In questa storia Somaski simboleggia il tipico americano sboccato, godereccio, violento, anticonvenzionale, libertario ma anche un po' sbandato, che vive alla giornata; Meadows la vittima di un'educazione rigida ma anche trascurata, è frustrato, debole di carattere, destinato alla sopraffazione; Mulhall ha un carattere più sfumato, intermedio, è il personaggio meno caratterizzato se non per il fatto che è nero di colore e per questo si porta dietro discriminazione e difficoltà di inserimento.
Qua e là appare poi un ambiente militare inerte, "rifugium peccatorum", ma allo stesso tempo anche luogo dove tramite la gerarchia si possa sfogare il desiderio di potere, e sede poi di inutilità e regole assurde. Ci sono poi sprazzi di una società civile in crisi di valori, divisa fra fuga in altre realtà spirituali o in una contestazione radicale al sistema.

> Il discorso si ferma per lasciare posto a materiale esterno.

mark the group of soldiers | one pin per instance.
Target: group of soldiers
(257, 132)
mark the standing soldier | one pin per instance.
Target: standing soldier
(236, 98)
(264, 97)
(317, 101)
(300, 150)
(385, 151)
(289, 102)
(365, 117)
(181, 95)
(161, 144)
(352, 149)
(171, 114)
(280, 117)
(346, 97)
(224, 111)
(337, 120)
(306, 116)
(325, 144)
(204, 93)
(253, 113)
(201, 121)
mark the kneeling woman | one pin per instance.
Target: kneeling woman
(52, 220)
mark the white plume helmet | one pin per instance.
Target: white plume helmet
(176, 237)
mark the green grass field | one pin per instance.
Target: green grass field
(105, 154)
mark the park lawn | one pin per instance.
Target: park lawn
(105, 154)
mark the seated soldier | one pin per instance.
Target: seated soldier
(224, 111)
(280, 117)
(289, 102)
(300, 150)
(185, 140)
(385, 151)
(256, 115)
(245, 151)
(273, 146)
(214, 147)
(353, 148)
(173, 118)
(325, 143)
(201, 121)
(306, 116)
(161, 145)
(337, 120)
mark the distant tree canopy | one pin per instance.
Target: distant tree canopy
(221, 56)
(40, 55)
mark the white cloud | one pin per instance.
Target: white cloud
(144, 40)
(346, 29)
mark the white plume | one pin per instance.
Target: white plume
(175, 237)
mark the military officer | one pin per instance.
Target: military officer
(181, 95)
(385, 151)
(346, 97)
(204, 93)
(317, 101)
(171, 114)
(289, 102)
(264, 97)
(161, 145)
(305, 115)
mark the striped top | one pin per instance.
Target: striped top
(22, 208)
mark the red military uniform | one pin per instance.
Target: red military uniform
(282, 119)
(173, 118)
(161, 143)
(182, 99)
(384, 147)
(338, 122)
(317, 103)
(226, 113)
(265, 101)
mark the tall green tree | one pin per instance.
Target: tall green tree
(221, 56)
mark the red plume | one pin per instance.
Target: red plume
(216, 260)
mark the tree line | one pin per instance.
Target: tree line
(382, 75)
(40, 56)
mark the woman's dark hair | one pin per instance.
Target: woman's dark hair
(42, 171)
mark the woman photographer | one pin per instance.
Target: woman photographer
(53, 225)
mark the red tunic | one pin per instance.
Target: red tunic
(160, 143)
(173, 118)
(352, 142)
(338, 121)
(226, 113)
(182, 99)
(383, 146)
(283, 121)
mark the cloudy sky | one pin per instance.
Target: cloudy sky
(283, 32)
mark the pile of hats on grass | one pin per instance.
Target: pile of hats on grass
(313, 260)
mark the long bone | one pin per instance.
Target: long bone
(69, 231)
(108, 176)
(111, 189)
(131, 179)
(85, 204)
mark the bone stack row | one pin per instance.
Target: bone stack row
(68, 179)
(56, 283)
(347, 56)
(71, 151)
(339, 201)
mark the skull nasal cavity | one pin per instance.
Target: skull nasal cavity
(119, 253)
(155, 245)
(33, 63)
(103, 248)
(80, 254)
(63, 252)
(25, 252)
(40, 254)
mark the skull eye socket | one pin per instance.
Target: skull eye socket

Oltre agli stilemi del genere road movie, Ashby ci mette del suo, cioè il tema della formazione-liberazione-scoperta da parte di un personaggio infelice, chiuso, il quale prende coscienza di se stesso e del mondo. Era così con il protagonista di "Padrone di casa" e "Harold and Maude". Qui è Meadows che grazie agli "insegnamenti" di Somaski prende coscieza e fiducia di sé e ha il coraggio (o almeno tenta di averlo) di affermare se stesso, la propria personalità sopra i condizionamenti esterni.
"L'ultima corvé" in qualche maniera però ci segnala la difficoltà, se non l'impossibilità di una liberazione dai condizionamenti, le regole del "sistema", al quale giocoforza siamo costretti a ubbidire. E' un dilemma che scuote i personaggi, combattuti fra i compiti che devono svolgere, i doveri sociali che sono tenuti a rispettare da una parte e la loro coscienza libertaria, la loro etica "pietosa", la voglia repressa di ribellione dall'altra. Un conflitto che si sviluppa sotterraneo e quasi rimosso per tutto il film e che scoppia all'improvviso nel finale, in cui la parte "imposta" ha alla fine il sopravvento (e forse non poteva essere altrimenti se si vuole essere realisti).
Ashby è veramente coraggioso nel proporci non dei finali consolatori o delle scappatoie speranzose e utopiche, qualcosa di didattico che scuota e sensibilizzi le coscienze; invece, come molti autori degli anni '70, ci sbatte in faccia l'impotenza dell'individuo a sconfiggere o a sfuggire alle stritolanti regole del sistema.
Purtroppo non sono riuscito a entrare in sintonia perfetta con i personaggi e con la storia. Ho avuto a volte la sensazione di noia. Ma è una mia impressione personale; il film è bello e ben fatto (molto suggestive e azzeccate le ambientazione dimesse e invernali).